Substitutions and Variations
- Stand Mixer - The bread can be mixed together and kneaded in a stand mixer (affiliate link). Mix the yeast mixture with the other ingredients on low until the dough comes together. Increase speed to medium and mix and knead until smooth and elastic.
- No Overnight Ferment - Letting the dough sit in the refrigerator for 12-24 hours develops the best flavor and texture to the bread. In a hurry, this step can be skipped. Follow the instructions for shaping, the second rising, and baking the bread as directed.
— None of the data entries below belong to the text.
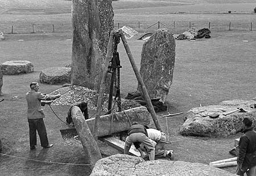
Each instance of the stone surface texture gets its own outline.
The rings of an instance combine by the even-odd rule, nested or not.
[[[28,61],[10,61],[1,65],[3,74],[12,75],[29,73],[34,72],[34,66]]]
[[[52,67],[40,73],[40,82],[51,85],[70,83],[71,69],[68,67]]]
[[[172,83],[175,59],[175,40],[167,29],[160,29],[144,43],[140,73],[150,98],[164,103]],[[142,93],[142,87],[138,85]]]
[[[200,163],[159,160],[117,154],[98,160],[90,176],[231,176],[227,171]]]
[[[255,100],[243,100],[235,99],[224,101],[218,105],[195,107],[185,115],[185,120],[180,129],[183,135],[226,137],[240,132],[242,130],[242,121],[244,118],[251,118],[256,122]],[[225,114],[242,108],[247,112],[237,111],[227,115]],[[212,118],[212,114],[219,115]]]
[[[1,68],[0,67],[0,96],[3,95],[2,92],[2,87],[3,86],[3,72],[2,72]]]
[[[102,73],[93,78],[90,77],[102,71],[104,68],[109,33],[114,28],[112,1],[72,2],[71,84],[84,82],[82,86],[99,90]]]

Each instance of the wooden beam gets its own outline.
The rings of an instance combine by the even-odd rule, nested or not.
[[[105,66],[103,69],[103,76],[101,78],[101,86],[100,87],[100,92],[98,94],[98,101],[97,102],[97,111],[95,116],[95,122],[93,130],[93,136],[95,139],[97,139],[98,135],[98,120],[101,115],[101,106],[102,104],[102,97],[105,90],[105,82],[106,81],[106,75],[108,73],[108,67],[109,66],[109,61],[111,60],[113,53],[113,39],[114,35],[114,31],[110,32],[110,35],[109,39],[109,44],[108,45],[108,51],[106,55],[106,58],[105,60]]]
[[[134,59],[133,58],[133,55],[131,54],[131,52],[130,50],[130,48],[129,46],[128,45],[126,39],[125,38],[125,34],[123,33],[122,30],[118,30],[118,32],[120,33],[121,37],[123,42],[123,46],[125,47],[127,55],[130,60],[130,62],[131,62],[131,66],[133,67],[133,70],[136,76],[136,78],[137,78],[138,82],[139,82],[139,84],[141,84],[142,86],[142,93],[143,94],[143,95],[144,97],[144,99],[146,100],[146,102],[147,102],[147,107],[148,108],[150,114],[151,114],[152,118],[153,119],[153,121],[155,123],[155,127],[157,129],[162,131],[161,126],[160,125],[160,124],[158,122],[158,118],[154,109],[153,105],[152,104],[150,98],[148,95],[148,94],[147,93],[147,91],[145,85],[144,84],[142,78],[141,76],[141,74],[139,73],[139,70],[136,65],[136,64],[134,61]]]
[[[125,114],[128,116],[131,124],[133,122],[148,125],[150,123],[150,114],[146,107],[140,106],[125,110]],[[112,123],[112,114],[101,116],[98,121],[98,128],[97,137],[105,136],[112,133],[128,130],[130,127],[129,119],[123,111],[116,112],[113,114]],[[86,120],[90,130],[93,129],[95,118],[89,119]]]
[[[230,162],[230,161],[237,161],[237,157],[233,157],[233,158],[231,158],[218,160],[218,161],[210,162],[209,165],[210,166],[212,165],[215,165],[215,164],[220,164],[220,163],[224,163],[224,162]]]
[[[125,149],[124,141],[121,141],[121,140],[119,140],[114,137],[101,137],[99,138],[99,139],[102,141],[106,142],[111,146],[113,146],[115,149],[120,150],[123,153],[123,150]],[[136,149],[134,145],[133,145],[131,146],[131,148],[129,150],[129,154],[137,157],[141,156],[141,153],[139,153],[139,152]]]
[[[87,125],[80,108],[77,106],[74,106],[71,110],[71,114],[76,131],[84,148],[85,155],[85,160],[87,162],[94,166],[98,160],[102,158],[96,141]]]
[[[237,161],[230,161],[230,162],[222,162],[219,164],[216,164],[214,165],[212,165],[212,166],[215,167],[230,167],[230,166],[234,166],[237,165]]]

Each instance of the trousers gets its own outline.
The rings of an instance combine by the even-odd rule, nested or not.
[[[36,145],[36,131],[39,135],[41,146],[47,146],[48,144],[46,128],[44,120],[41,119],[28,119],[30,129],[30,145],[33,148]]]

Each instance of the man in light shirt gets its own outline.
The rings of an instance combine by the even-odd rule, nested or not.
[[[146,130],[148,138],[152,140],[152,143],[155,144],[155,156],[159,157],[168,157],[171,159],[174,151],[165,149],[164,145],[167,141],[167,136],[166,134],[154,128],[148,128],[147,127],[145,127],[147,129]],[[143,144],[140,145],[140,144],[135,143],[134,144],[134,146],[138,149],[141,153],[143,153]],[[143,156],[143,154],[142,154],[142,156]]]

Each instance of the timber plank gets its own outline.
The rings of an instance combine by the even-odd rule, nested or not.
[[[123,153],[125,149],[125,142],[114,137],[101,137],[99,139],[106,142],[110,146],[113,146]],[[141,156],[141,153],[135,150],[136,148],[133,145],[129,150],[129,154],[137,157]]]

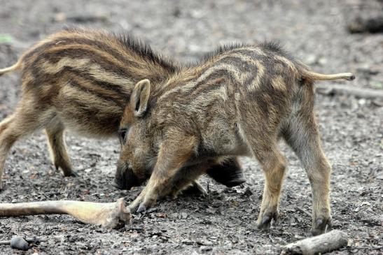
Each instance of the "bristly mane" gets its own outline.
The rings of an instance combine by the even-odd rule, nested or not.
[[[179,69],[173,61],[155,53],[149,45],[134,36],[128,34],[111,33],[111,35],[116,38],[127,49],[134,51],[142,58],[157,64],[172,73]]]
[[[215,50],[203,55],[200,59],[200,61],[208,61],[209,59],[213,59],[216,56],[220,55],[225,52],[235,50],[239,48],[254,47],[254,46],[258,46],[265,52],[269,52],[270,53],[283,56],[287,58],[288,59],[295,62],[294,58],[291,57],[290,53],[287,52],[286,50],[285,50],[278,41],[264,41],[264,42],[256,43],[254,45],[235,42],[235,43],[230,43],[228,45],[221,45],[221,46],[219,46],[218,48],[216,48]]]
[[[249,44],[238,43],[238,42],[230,43],[228,45],[220,45],[216,50],[202,55],[200,58],[199,61],[204,62],[209,59],[213,59],[214,57],[221,54],[223,52],[230,51],[231,50],[234,50],[234,49],[237,49],[237,48],[242,48],[242,47],[246,47],[246,46],[250,46],[250,45]]]
[[[134,36],[127,33],[113,33],[105,30],[96,30],[84,27],[66,27],[64,30],[77,33],[92,32],[100,37],[113,37],[125,47],[128,50],[132,50],[139,56],[151,61],[155,64],[162,67],[169,73],[174,73],[179,70],[176,63],[167,58],[162,57],[160,54],[154,52],[151,46],[147,43],[137,39]]]

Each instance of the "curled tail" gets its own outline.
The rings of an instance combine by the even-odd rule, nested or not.
[[[5,68],[0,69],[0,76],[4,75],[4,73],[7,73],[9,72],[12,72],[15,70],[18,70],[20,68],[20,61],[18,61],[16,64],[15,64],[13,66],[11,66],[9,67],[6,67]]]
[[[300,71],[302,77],[304,79],[309,80],[330,80],[344,79],[347,80],[352,80],[355,79],[355,75],[351,73],[340,73],[335,74],[322,74],[314,73],[311,71],[303,69]]]

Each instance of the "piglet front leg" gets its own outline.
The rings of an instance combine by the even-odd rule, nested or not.
[[[190,159],[196,146],[196,138],[177,133],[160,145],[158,160],[146,187],[129,206],[132,212],[143,212],[153,206],[159,198],[169,194],[182,166]]]

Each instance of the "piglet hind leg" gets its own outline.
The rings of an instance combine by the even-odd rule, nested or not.
[[[64,132],[64,124],[60,120],[55,119],[46,126],[50,157],[56,169],[60,168],[64,176],[76,177],[78,175],[72,170],[71,160],[67,152]]]
[[[286,160],[278,149],[276,136],[272,129],[254,129],[247,123],[244,124],[245,140],[253,154],[260,163],[265,175],[265,187],[262,196],[262,203],[257,220],[257,227],[260,230],[268,230],[271,223],[278,219],[279,197],[286,170]],[[263,133],[262,138],[257,134]]]
[[[308,116],[308,117],[307,117]],[[332,227],[330,207],[331,166],[321,146],[319,132],[311,112],[292,119],[284,132],[287,144],[294,150],[303,166],[312,190],[312,233],[317,235]]]
[[[123,226],[131,218],[123,198],[115,203],[57,201],[0,204],[1,217],[36,214],[70,214],[85,224],[108,229]]]
[[[260,230],[268,230],[272,220],[278,219],[279,197],[286,171],[284,156],[274,146],[258,145],[254,153],[263,168],[265,187],[262,196],[262,203],[257,220],[257,227]]]

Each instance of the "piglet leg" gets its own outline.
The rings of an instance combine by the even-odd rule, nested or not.
[[[55,201],[0,203],[0,217],[37,214],[70,214],[85,224],[109,229],[123,226],[131,218],[123,198],[115,203]]]

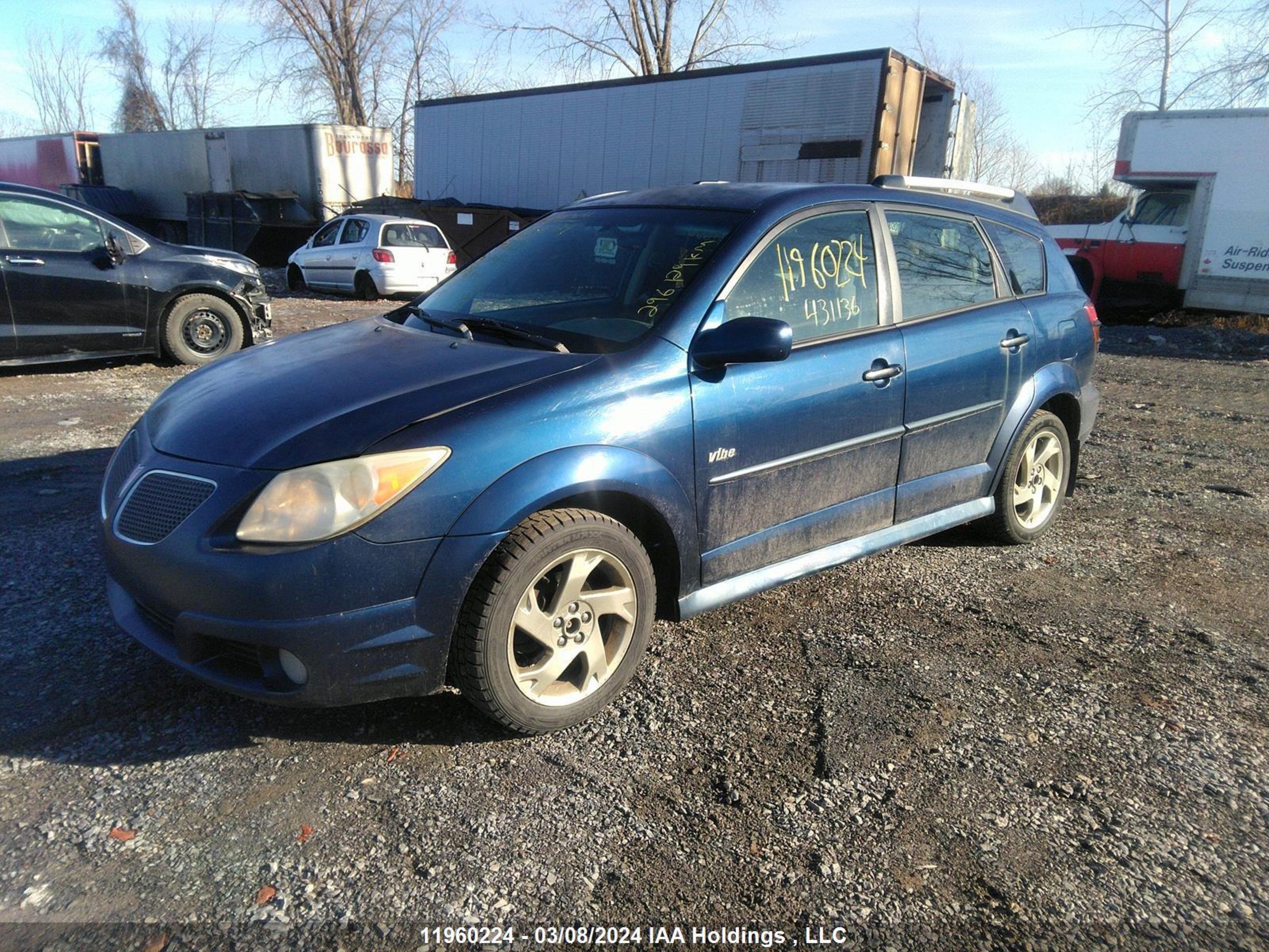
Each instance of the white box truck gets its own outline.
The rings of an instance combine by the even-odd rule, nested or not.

- Shapes - Instead of shaping the dough into two baguettes, shape the dough into two rounds or one larger oval shape.
Sonja F.
I tried this recipe yesterday and was very happy with the results! This bread has a good crust and dense texture, typical of authentic Italian bakeries. This recipe is definitely going in my recipe box!
Amanda Scarlati
Thank you Sonja, I'm so glad you enjoyed it!
Kristin
I have made this recipe multiple times and it has the best flavor and texture! Such an easy and delicious bread!
Amanda Scarlati
Thanks Kristin! I'm so glad you enjoy it!
TINA
Where's the sugar to activate the dry yeast? My first try without sugar didn't work. Had to use sugar. But you don't state this. How did you get 5* for not stating the obvious?
Amanda
Hey Tina, Thanks for your comment. You don't need sugar to activate yeast. It helps to jump start the process and make sure your yeast is alive, but isn't necessary. If your bread didn't work, it's possible that your yeast is going bad or you didn't give it time to rise. I, as well as others, have made this recipe many times without sugar and it has turned out just fine.